The baseplate compass is perhaps one of the most important tools that a walker can own.
Having a reliable compass that you can use and understand fully in any conditions is essential.
The baseplate compass is made up of a number of different elements each of which serve to assist the walker reach their destination without fuss. In this article we will walk you through each part of a typical and basic compass of this sort. You can also watch our video summary which is shown below.
The Elements of a Baseplate Compass
The baseplate of the compass is where all the elements are located and houses. Normally the baseplate is manufactured from 3mm thick hardwearing clear acrylic plastic.
A lanyard allows you to safely secure the compass to yourself or your equipment to prevent you from losing this important piece of equipment.
A fairly common feature of most baseplate compasses and it allows you to pick out fine details on your map and can have other uses such as finding splinters.
Scales / Rules
Along the edges of the baseplate are marked scales / rules to assist you in planning and marking up routes.
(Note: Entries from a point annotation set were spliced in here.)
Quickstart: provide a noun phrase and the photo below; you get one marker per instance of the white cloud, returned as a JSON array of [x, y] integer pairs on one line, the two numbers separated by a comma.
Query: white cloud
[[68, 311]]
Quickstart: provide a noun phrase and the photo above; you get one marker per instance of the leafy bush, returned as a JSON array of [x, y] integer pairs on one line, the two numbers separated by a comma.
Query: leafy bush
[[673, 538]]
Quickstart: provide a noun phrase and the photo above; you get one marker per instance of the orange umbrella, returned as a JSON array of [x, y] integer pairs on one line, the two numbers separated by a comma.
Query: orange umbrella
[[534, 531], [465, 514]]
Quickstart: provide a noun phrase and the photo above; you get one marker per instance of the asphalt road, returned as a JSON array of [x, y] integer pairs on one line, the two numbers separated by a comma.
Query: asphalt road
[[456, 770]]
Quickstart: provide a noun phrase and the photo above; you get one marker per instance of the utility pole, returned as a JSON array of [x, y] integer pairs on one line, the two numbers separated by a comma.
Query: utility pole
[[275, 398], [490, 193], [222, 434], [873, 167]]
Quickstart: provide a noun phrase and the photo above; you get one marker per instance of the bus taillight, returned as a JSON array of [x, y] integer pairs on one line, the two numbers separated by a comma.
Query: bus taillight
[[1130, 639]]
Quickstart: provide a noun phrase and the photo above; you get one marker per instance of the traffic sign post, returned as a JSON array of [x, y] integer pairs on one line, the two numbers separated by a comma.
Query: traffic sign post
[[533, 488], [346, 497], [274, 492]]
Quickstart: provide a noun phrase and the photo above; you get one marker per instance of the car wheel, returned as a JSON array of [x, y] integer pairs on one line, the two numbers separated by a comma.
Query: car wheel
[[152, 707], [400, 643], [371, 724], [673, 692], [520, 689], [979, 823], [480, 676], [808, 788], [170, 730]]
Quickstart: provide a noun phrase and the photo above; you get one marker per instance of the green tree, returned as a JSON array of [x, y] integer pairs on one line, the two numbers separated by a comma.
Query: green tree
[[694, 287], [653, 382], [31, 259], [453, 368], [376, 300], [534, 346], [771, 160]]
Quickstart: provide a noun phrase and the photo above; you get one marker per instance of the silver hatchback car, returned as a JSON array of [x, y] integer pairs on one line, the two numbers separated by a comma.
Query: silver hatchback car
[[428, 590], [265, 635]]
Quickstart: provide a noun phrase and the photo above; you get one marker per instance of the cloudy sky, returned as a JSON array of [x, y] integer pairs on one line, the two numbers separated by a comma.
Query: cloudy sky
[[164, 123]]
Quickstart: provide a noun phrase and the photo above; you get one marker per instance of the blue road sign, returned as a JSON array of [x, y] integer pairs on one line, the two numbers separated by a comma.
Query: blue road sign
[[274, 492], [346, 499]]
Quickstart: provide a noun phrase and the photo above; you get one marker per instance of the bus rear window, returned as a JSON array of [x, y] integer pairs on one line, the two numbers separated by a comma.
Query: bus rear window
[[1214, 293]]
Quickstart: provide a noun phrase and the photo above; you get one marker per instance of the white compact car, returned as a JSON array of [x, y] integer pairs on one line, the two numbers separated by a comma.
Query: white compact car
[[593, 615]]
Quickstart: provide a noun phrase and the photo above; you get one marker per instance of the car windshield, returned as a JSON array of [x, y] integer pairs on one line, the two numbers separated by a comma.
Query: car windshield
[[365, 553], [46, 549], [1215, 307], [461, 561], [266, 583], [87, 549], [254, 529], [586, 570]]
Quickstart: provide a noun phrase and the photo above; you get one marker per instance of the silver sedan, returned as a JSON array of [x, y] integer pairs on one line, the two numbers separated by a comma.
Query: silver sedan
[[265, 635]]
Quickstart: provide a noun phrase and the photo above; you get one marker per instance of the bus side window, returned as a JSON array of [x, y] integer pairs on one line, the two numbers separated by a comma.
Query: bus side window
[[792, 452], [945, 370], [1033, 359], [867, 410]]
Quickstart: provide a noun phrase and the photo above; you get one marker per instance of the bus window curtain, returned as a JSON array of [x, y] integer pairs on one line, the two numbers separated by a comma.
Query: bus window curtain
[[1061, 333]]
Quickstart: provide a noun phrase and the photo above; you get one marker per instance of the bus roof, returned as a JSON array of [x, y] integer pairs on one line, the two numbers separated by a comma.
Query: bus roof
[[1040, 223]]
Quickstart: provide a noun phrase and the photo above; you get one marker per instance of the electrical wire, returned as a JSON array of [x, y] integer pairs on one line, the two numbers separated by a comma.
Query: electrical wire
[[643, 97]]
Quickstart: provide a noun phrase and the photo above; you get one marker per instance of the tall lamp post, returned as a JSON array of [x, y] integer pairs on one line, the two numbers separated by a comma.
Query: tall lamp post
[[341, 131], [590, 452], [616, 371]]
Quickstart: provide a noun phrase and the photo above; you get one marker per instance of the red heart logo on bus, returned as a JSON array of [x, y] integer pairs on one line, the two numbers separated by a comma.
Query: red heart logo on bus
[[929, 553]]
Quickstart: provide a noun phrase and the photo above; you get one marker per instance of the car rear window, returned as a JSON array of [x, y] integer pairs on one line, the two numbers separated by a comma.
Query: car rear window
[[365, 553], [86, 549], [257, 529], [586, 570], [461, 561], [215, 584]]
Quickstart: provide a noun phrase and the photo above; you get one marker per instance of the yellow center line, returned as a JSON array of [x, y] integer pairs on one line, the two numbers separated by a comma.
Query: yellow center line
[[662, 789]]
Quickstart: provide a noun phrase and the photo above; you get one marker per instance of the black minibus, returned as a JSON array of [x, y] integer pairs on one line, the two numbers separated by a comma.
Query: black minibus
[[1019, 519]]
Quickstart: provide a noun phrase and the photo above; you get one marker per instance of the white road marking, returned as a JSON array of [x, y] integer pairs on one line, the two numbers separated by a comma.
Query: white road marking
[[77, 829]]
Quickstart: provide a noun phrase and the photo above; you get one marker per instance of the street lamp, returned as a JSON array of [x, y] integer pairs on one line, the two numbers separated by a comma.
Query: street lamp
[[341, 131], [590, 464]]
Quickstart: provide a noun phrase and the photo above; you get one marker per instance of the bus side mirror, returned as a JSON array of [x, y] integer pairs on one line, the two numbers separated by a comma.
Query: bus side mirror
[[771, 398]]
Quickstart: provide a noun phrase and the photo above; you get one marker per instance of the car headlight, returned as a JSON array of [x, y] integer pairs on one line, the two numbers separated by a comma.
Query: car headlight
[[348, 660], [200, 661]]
These scales can be in mm, inches or the more popular map scales such as 1:50k or 1:25k
Some baseplates have romers marked on their surface. These grid-like romers allow the walker to easily read and give accurate grid references. Romers are commonly marked up in the 1:40k, 1:50k or 1:25k map scales.
Some compasses have holes cut through the plastic baseplate and these act as stencils to aide in marking up your map when planning a route.
Direction of Travel Arrow
This is one of the most important markings on the baseplate and key to accurate navigation.
Bezel and Housing (Capsule)
The rotating bezel is marked up into 360 degrees to allows you set your bearing. The liquid filled housing, sometimes referred to as the capsule, is where the magnetic needle is mounted.
Marked on the base of the liquid filled housing is the orienting arrow. This allows you quickly orientate your compass to the direction you wish to travel.
The orienting lines are marked alongside the orienting arrow and allow you to accurately orientate your compass to the grid marked upon your map.
The declination scale allow you to make adjustments in your bearing to allow for the differences between Grid North and Magnetic North.
The magnetic needle of a baseplate compass is normally marked in two colours – Red denoting North and Black or White denoting South.
These are the basic elements of a baseplate compass and additional features can be found across different brands / models such as luminous markers, GPS error stencils, protractors, inclinometers to name but a few but they are just added helpful extras and are not essential for most walkers.
The baseplate compass is perhaps one the most important pieces of kit a walker should learn to use.